Winfried Kretschmann spricht beim tazlab über Opposition, Mercedes und seine größte Angst. Sahra Wagenknecht hingegen ist auf der Suche nach Entschleunigung.

Möchte mehr Bücher lesen, wirkt aber noch nicht hunderprozentig tiefenentspannt: Sahra Wagenknecht. Bild: Wolfgang Borrs

BERLIN taz | Da sitzt er nun, der Froschkuttel-Liebhaber aus dem Ländle, in grauem Anzug und der unverwechselbaren Bart-Simpson-Frisur in Grau: Winfried Kretschmann.

Das Auditorium des Hauses der Kulturen der Welt (HKW) ist nicht voll, aber gut gefüllt. „Sie sind der erste baden-württembergische Ministerpräsident auf einem taz-Kongress“, sagt Peter Unfried, einer der Moderatoren und taz-Chefreporter. „Ich habe keine Ahnung, woran das liegt.“ Nach den Wahlen vor einem Jahr habe Kretschmann die rot-grüne Regierung gebildet. „Grün-rot!“, kreischt es unisono aus dem Publikum. „Na, das geht ja interaktiv los“, sagt taz-Redakteur Jan Feddersen, Organisator des taz.lab, der dieses Panel ebenfalls moderiert.

„Was ist für Sie ein 'gutes Leben', Herr Ministerpräsident?“, dieses Thema soll die Veranstaltung dominieren. Oder besser: „Ist ein gutes Leben in Stuttgart tatsächlich möglich?“, fragt Unfried.

Kretschmann, Inhaber des Froschkuttel-Ordens (mindestens 25 Froschkutteln soll er zu diesem Zweck gegessen haben), lächelt und sagt: „Ich will jetzt nicht sagen: Wo sonst? Aber ja doch, auf den zweiten Blick ist das sehr gut möglich.“ Schwäbischer Zungenschlag, natürlich. Es lacht aus dem Publikum. Die Veranstaltung bleibt so kurzweilig und heiter, manchmal driftet sie aber doch etwas ins Seicht-Schenkelklopferhafte.
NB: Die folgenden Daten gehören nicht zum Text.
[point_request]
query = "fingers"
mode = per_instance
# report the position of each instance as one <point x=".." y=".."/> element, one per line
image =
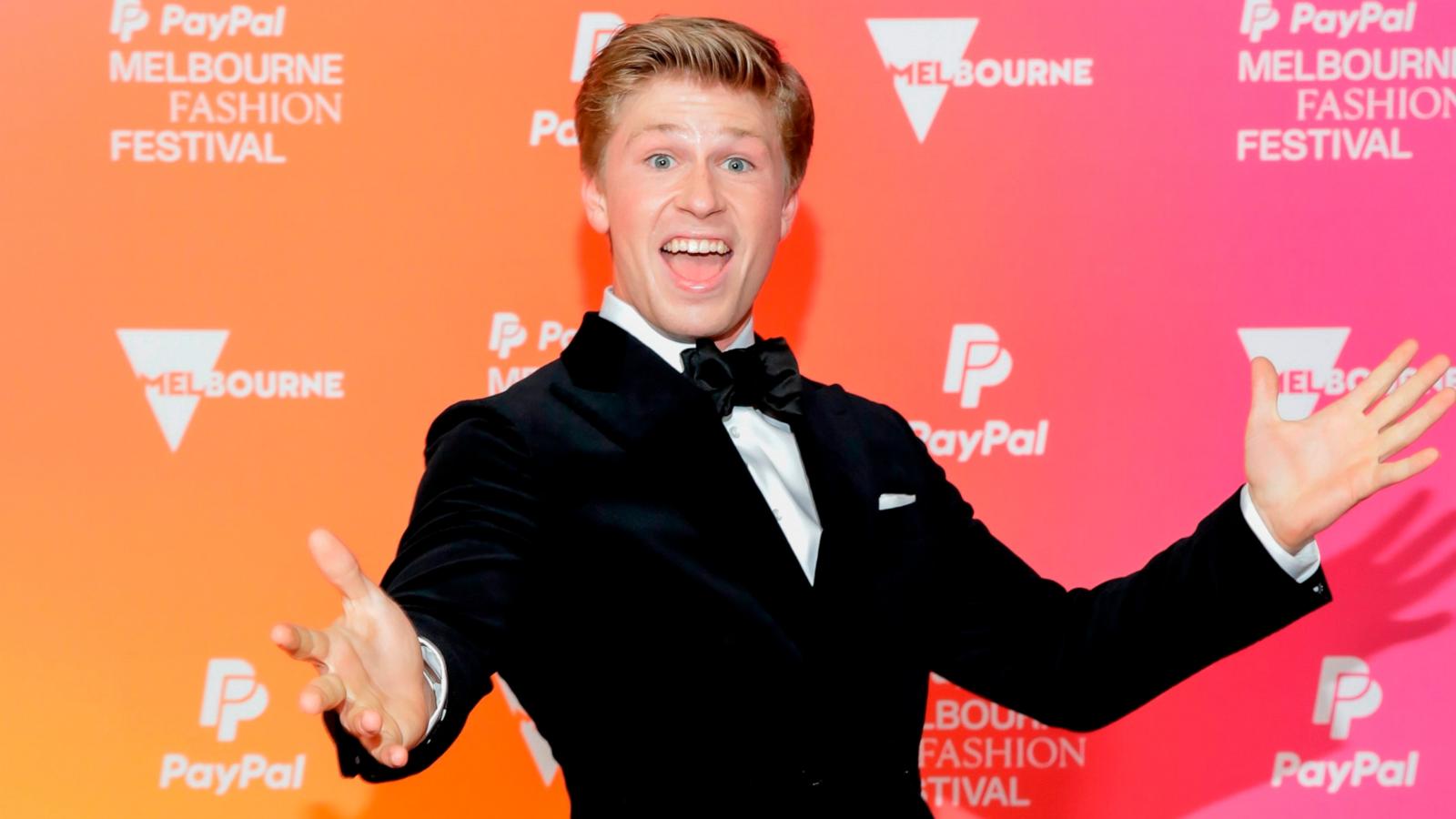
<point x="1380" y="378"/>
<point x="1398" y="436"/>
<point x="322" y="694"/>
<point x="378" y="733"/>
<point x="300" y="642"/>
<point x="339" y="564"/>
<point x="1264" y="402"/>
<point x="1397" y="471"/>
<point x="1405" y="397"/>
Also mehr Ernst. Jan Feddersen will es genauer wissen. „Was entgegnen Sie den Stimmen, die Ihnen vorwerfen, sie verwässerten, hätten Ihre radikale Oppositionshaltung nicht verloren, aber eingedämpft?“ „Naja“, sagt Kretschmann. „Ich bin nicht mehr in der Opposition, warum soll ich da Oppositionsreflexe entwickeln? Und überhaupt: Radikal ist ja auch relativ.“ Die Oppositionsbänke seien hart, sie regen zum Denken an, sagt Kretschmann. Und das könnte die Union im Bund derzeit sehr gut vertragen.

Während sich Kretschmanns Leben mit seinem Amt um ein Vielfaches beschleunigt hat, spricht Sahra Wagenknecht zur gleichen Zeit in einem Nebenraum vom Gegenteil, dem entschleunigten Leben.

Wege aus der Steigerungsfalle

Das Publikum macht es vor. Draußen im Garten des HKW liegen ein paar Hundert Besucher entspannt auf Liegestühlen oder im Gras, im Raum war es zu voll. Die Sonne scheint ihnen im Gesicht. Manche haben die Augen geschlossen. Ganz im Sinne des Veranstaltungsthemas folgen sie hier draußen über Lautsprecher Sahra Wagenknecht, Vizefraktionschefin der Linkspartei, und Hartmut Rosa, Soziologe an der Uni Jena, die über „Wege aus der Steigerungsfalle“, über die beschleunige Gesellschaft und Politik sprechen.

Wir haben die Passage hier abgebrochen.